ID Number: Q39154
1.00 1.10 1.11 4.20
OS/2
Summary:
This is part 2 of the SQL Server disk-space management discussion.
Part 1 of the discussion described how SQL Server acquires disk space
and how it creates databases and assigns them groups of pages.
Part 2 below covers the segmentation of global page-number space and
the relationship of the "virtual device number" (VDEVNO) and low and
high global page numbers to the database device.
More Information:
The address space for database global page numbers is segmented by
interpreting the 32-bit global page number as two separate components.
The high-order 8 bits is the VDEVNO and the remaining 24 bits is the
relative page number from the beginning of that device. This is
similar to segmented addressing schemes in operating systems that use
a segment number and offset within the segment. The following are
examples:
0x01000003 is page 3 on device 1
0x02000003 is page 3 on device 2
This is why virtual device number 1 has a starting page number of
16777216 (0x01000000 = 16777216).
The segmentation scheme allows database devices in the middle of the
global page space to be expanded without affecting the page addresses
of existing data. For example, device 1 could be initially allocated
as 2 megabytes (giving it a starting page number of 16777216 and an
ending page number of 16778240). Then, device 2 is added, also 2
megabytes in size (33554432 to 33555456). Later, it becomes necessary
to increase the size of device 1. There is no problem because each
device has a page space of 16 million pages reserved for it. This does
mean that each database device is limited to 32 gigabytes (16 million
pages times 2048 bytes per page).
The discontinuous global page space is mapped into a contiguous local
page space for each database by the entries in SYSUSAGES. Each entry
associates a contiguous block of global pages (not necessarily an
entire database device) with a range of local pages for a particular
database.

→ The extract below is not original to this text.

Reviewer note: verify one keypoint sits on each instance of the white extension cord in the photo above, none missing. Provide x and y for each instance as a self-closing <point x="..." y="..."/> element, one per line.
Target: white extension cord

This is done by recording the starting global page number,
the starting local page number, and the number of pages.
The local page space completely insulates each database from the
complexity of the discontinuous global page-numbering system and allows
each database to refer to its pages as though they were consecutively
numbered starting with 0. Databases are expanded by adding contiguous
blocks of pages to the end of local page space.